University of Hawaiʻi Community College Students can Pursue Online Degree Program

Beginning this year, students at the University of Hawaiʻi (UH) can now pursue a degree entirely consisting of online courses, giving working students more flexibility to achieve their goal of earning a degree.

The online degree program will be launched in phases over the course of two years for certain degrees. Each online course will run for a total of five weeks and will available for UH students in certain programs beginning fall 2020.

“We know that many Hawaiʻi residents want to earn a college degree but have competing demands, which make it difficult to take classes at a college campus,” said John Morton, vice president of community colleges at UH. “This program allows students to learn on their own schedule and to focus on one class at a time.”

The first cohort of students in the degree program will begin in the fall 2019 semester for an Associate in Arts degree. Students in this cohort will take pilot classes from each of UH’s seven community college campuses, according to Big Island Now.

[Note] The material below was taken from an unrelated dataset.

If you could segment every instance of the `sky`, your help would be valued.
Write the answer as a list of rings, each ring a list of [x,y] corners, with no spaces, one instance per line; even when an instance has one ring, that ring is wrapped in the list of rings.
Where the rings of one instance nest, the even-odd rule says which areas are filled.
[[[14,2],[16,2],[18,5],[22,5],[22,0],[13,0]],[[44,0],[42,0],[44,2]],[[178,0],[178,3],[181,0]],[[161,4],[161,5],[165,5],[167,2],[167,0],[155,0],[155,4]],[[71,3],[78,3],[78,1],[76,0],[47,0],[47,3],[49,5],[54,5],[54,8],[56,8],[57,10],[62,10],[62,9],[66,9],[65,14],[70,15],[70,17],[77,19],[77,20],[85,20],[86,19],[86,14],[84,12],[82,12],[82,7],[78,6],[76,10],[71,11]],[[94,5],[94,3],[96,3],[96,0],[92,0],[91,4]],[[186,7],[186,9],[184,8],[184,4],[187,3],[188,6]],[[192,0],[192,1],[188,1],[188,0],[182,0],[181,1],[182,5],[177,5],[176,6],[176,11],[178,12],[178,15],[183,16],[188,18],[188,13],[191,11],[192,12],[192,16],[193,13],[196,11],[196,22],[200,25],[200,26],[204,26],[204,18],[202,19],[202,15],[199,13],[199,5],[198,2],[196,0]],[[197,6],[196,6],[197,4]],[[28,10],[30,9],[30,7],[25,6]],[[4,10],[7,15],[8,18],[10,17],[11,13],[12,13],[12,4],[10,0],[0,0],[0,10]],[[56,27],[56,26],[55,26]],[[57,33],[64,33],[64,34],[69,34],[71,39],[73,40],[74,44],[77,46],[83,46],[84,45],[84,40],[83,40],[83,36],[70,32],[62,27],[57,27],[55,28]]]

Students in the Associate in Arts degree cohort will complete the program and receive their degree from Leeward Community College in December 2021 and then can pursue a bachelor’s degree if wanted.

“It’s going to be focused, it’s going to be flexible, it’s going to be affordable and it’s going to be an opportunity for primarily adults who are raising a family and working to go back to school or go to school for the first time and earn an associate’s degree,” said UH president David Lassner. “They can do it at night, they can do it in the morning around their work schedules, around their childcare.”

Applications for the online degree program open on the university’s website on March 1, 2019.